Chinese Growth Risk

Today there were stories on my Bloomberg about Asia growth slowing to 6%, declining March job ads, retail sales and services demand in Japan, the BOJ deferring end of deflation forecast by a year, slowing growth in Germany, and the likely end of the commodity price run-up (The CRB index down 4.1% in the past month and shipping rates for dry, bulk commodities have fallen 29% sine their December 6 peak), US chest-thumping about China’s need to revalue the yuan, and a signal from a Chinese official that they may actually to so…someday.

When you put the jigsaw pieces together, they tell one story. People are starting to worry about Chinese growth. Keeping the Chinese economy growing fast enough to contain the growing political pressures that erupted last week over Japan (see LA Times, Passions Could burn Beijing).

My friend Jim Flanigan, the Economics Editor of the LA Times, wrote an interesting piece this weekend, Globalization Is Doing a World of Good for U.S, and another recent piece on the misleading trade deficit data, both of which point out how US companies and workers benefit from trade.

As I discussed with Jijm last week, however, not everyone in the US benefits from trade with China, which is why there is such a strong political lobby pressing Congress to force China to revalue their currency. The worker left standing in Indiana with a wrench in his hand, wondering where his factory went, is not a happy camper.

A few thoughts on the subject I will write more about later.

1. China is pegging their currency to the dollar in order to attract foreign capital. Pegging effectively subcontracts Chinese inflation to the Fed and removes currency risk from the return calculations of foreign investors.

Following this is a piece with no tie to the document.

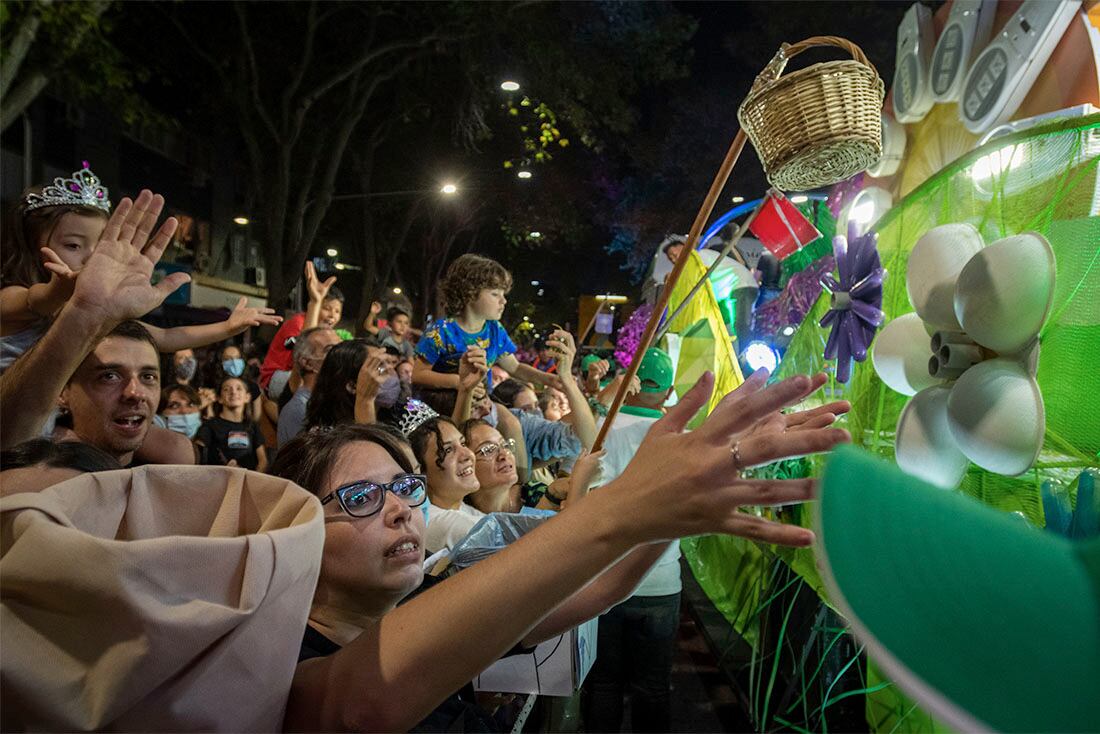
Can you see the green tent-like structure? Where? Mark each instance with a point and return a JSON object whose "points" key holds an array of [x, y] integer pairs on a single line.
{"points": [[1044, 179]]}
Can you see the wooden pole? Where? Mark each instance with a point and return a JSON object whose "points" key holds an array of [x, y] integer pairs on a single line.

2. They should continue to peg. Attracting capital to grow fast enough to satisfy Chinese workers is the right thing to do.

3. Simple free trade arguments citing David Ricardo and comparative advantage are not convincing to people. If Ricardo were alive today he wouldn’t even make them. More on this later.

4. US government pressure on China is driven by politics, not economics.

5. In the short-term, our main risk is doing something to inadvertently trip-up Chinese growth.

6. In the long-term, we are going to have to figure out whaqt to do when China and India are both larger than the US economy. Keep a special eye on Japan-China frictions over energy supplies, the issue I vote as most likely to lead to a serious clash in future.